Buktinya Lie Ming di Modernland, Tangerang. Waktu kali pertama mendatangkan serama lelaki berperawakan kekar itu harus menginap di rumah pamannya di Penang selama 3 minggu. Padahal, daerah seputaran Pulau Penang dan Kedah tempat “bermain” Jojon—sebutan Lie Ming—waktu zaman lou han. Ia pernah berprofesi sebagai importir ikan berkepala nongnong itu.
Kecele
Malaysia memang tempat asal ayam terkecil di dunia itu. Peternak dan hobiisnya tersebar di bagian utara, seperti Penang, Kedah, Alorstar, Perlis, Johor, dan Kelantan. Di pusat ibukota, Kualalumpur, ada hobiis tapi dalam jumlah kecil. Namun, di negeri Mahathir Mohammad itu “Nyari serama tidak segampang lou han. Tidak ada papan nama atau sentra pusat penjualan. Jadi sulit jika tak mempunyai penghubung,” ungkap Jojon.

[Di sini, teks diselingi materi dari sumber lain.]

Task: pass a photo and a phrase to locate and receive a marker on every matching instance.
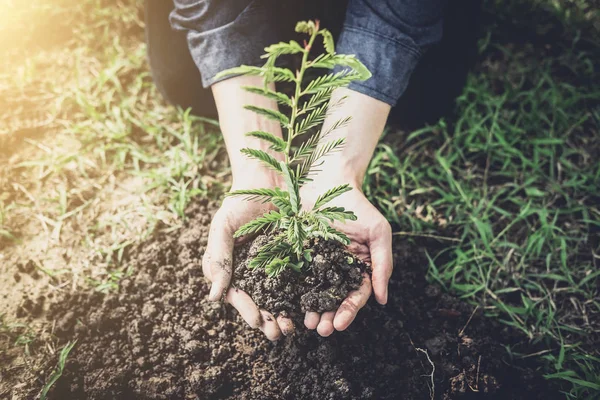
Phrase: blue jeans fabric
(388, 36)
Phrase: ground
(506, 183)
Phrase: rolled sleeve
(223, 34)
(389, 37)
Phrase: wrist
(255, 178)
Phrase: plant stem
(298, 93)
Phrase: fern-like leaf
(316, 100)
(331, 194)
(307, 27)
(283, 203)
(277, 143)
(276, 266)
(334, 79)
(309, 164)
(296, 236)
(329, 233)
(263, 195)
(327, 41)
(264, 223)
(331, 60)
(241, 70)
(280, 98)
(278, 49)
(276, 248)
(260, 155)
(292, 186)
(271, 114)
(336, 214)
(316, 117)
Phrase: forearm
(361, 135)
(236, 121)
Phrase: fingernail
(214, 293)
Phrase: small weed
(290, 225)
(60, 366)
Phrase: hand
(235, 121)
(371, 241)
(217, 265)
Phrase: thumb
(380, 248)
(219, 261)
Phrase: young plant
(289, 226)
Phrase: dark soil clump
(322, 286)
(159, 338)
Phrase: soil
(158, 337)
(322, 286)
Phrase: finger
(246, 307)
(269, 326)
(325, 327)
(285, 325)
(206, 266)
(352, 304)
(220, 248)
(311, 319)
(381, 261)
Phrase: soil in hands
(159, 338)
(322, 286)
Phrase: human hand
(217, 264)
(371, 241)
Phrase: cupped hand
(217, 265)
(371, 241)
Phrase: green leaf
(327, 41)
(260, 155)
(283, 204)
(271, 114)
(337, 214)
(361, 72)
(265, 222)
(296, 266)
(309, 146)
(309, 163)
(296, 236)
(276, 248)
(316, 100)
(331, 194)
(277, 143)
(316, 117)
(57, 373)
(534, 192)
(307, 255)
(333, 80)
(274, 74)
(241, 70)
(282, 75)
(257, 194)
(288, 177)
(329, 233)
(276, 266)
(280, 98)
(307, 27)
(278, 49)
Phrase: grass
(512, 180)
(92, 158)
(60, 367)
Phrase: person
(190, 41)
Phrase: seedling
(289, 226)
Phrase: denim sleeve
(223, 34)
(389, 36)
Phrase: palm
(371, 241)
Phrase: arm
(217, 265)
(389, 38)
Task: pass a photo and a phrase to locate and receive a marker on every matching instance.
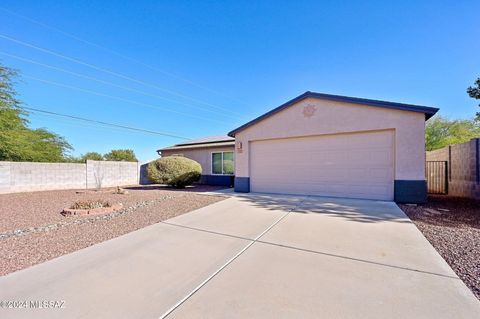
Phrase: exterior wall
(110, 173)
(204, 157)
(330, 117)
(463, 167)
(28, 176)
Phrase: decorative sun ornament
(309, 110)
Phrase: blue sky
(217, 64)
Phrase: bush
(176, 171)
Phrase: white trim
(211, 163)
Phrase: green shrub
(176, 171)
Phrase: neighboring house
(330, 145)
(215, 154)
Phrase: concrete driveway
(256, 256)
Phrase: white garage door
(358, 165)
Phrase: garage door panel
(356, 165)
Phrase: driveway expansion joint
(202, 284)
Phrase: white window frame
(211, 163)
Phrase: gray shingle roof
(222, 140)
(428, 111)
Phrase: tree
(474, 92)
(121, 155)
(18, 142)
(91, 156)
(440, 132)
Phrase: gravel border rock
(50, 235)
(452, 226)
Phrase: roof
(428, 111)
(208, 141)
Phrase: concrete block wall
(28, 176)
(108, 174)
(464, 165)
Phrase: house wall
(463, 167)
(331, 117)
(29, 176)
(204, 157)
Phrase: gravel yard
(452, 225)
(32, 230)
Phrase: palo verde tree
(440, 132)
(474, 92)
(18, 142)
(121, 155)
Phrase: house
(330, 145)
(215, 155)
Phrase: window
(223, 163)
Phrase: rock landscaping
(452, 225)
(32, 230)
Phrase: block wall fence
(463, 167)
(28, 176)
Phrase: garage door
(358, 165)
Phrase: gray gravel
(453, 228)
(27, 211)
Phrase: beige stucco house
(330, 145)
(215, 154)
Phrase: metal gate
(437, 177)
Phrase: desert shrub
(176, 171)
(90, 204)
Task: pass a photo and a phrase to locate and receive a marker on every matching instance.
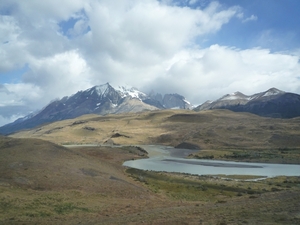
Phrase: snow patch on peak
(101, 89)
(235, 96)
(272, 91)
(132, 92)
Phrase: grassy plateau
(42, 182)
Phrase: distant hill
(271, 103)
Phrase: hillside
(44, 183)
(271, 103)
(205, 130)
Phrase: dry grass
(43, 183)
(219, 133)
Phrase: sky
(200, 49)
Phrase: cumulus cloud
(74, 44)
(207, 74)
(251, 18)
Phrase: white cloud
(251, 18)
(148, 44)
(208, 74)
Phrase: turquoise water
(171, 160)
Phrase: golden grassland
(45, 183)
(219, 134)
(42, 182)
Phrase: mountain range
(102, 99)
(271, 103)
(105, 99)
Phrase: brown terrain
(42, 182)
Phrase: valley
(42, 182)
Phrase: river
(168, 159)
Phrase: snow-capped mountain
(101, 99)
(271, 103)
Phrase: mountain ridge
(100, 99)
(271, 103)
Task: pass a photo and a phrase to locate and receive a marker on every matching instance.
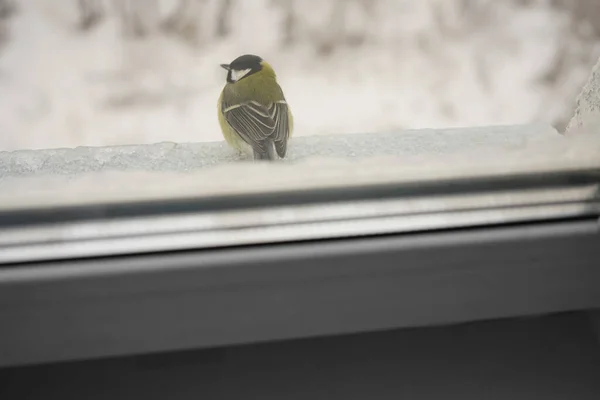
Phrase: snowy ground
(63, 88)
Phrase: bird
(254, 115)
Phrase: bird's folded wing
(279, 113)
(252, 121)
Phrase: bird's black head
(242, 67)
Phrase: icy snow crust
(63, 88)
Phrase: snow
(183, 157)
(587, 113)
(539, 154)
(63, 88)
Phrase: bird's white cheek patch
(236, 75)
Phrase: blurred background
(100, 72)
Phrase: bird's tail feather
(270, 154)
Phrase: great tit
(253, 113)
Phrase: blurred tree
(7, 9)
(90, 14)
(223, 16)
(138, 17)
(290, 22)
(184, 22)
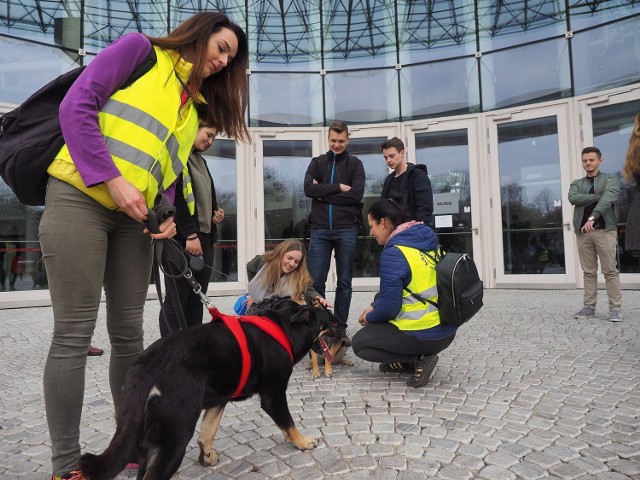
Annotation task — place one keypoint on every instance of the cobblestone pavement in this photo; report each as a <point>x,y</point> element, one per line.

Dengan memanfaatkan kolegakolega, pemain lou han di Penang dulu, pada perburuan pertama berhasil dibawa 49 serama jantan dan betina. Menurut Jojon itu jumlah terbanyak dari 4 perburuan yang telah dilakukan sejak Agustus 2004 hingga Februari 2005. Perburuan berikutnya hanya sekitar 30-an ekor karena selain jumlahnya kian menyusut, selera Jojon makin tinggi. Ia tidak mau lagi membeli serama yang hanya bersosok kecil. Warna bulu juga menjadi bahan pertimbangan.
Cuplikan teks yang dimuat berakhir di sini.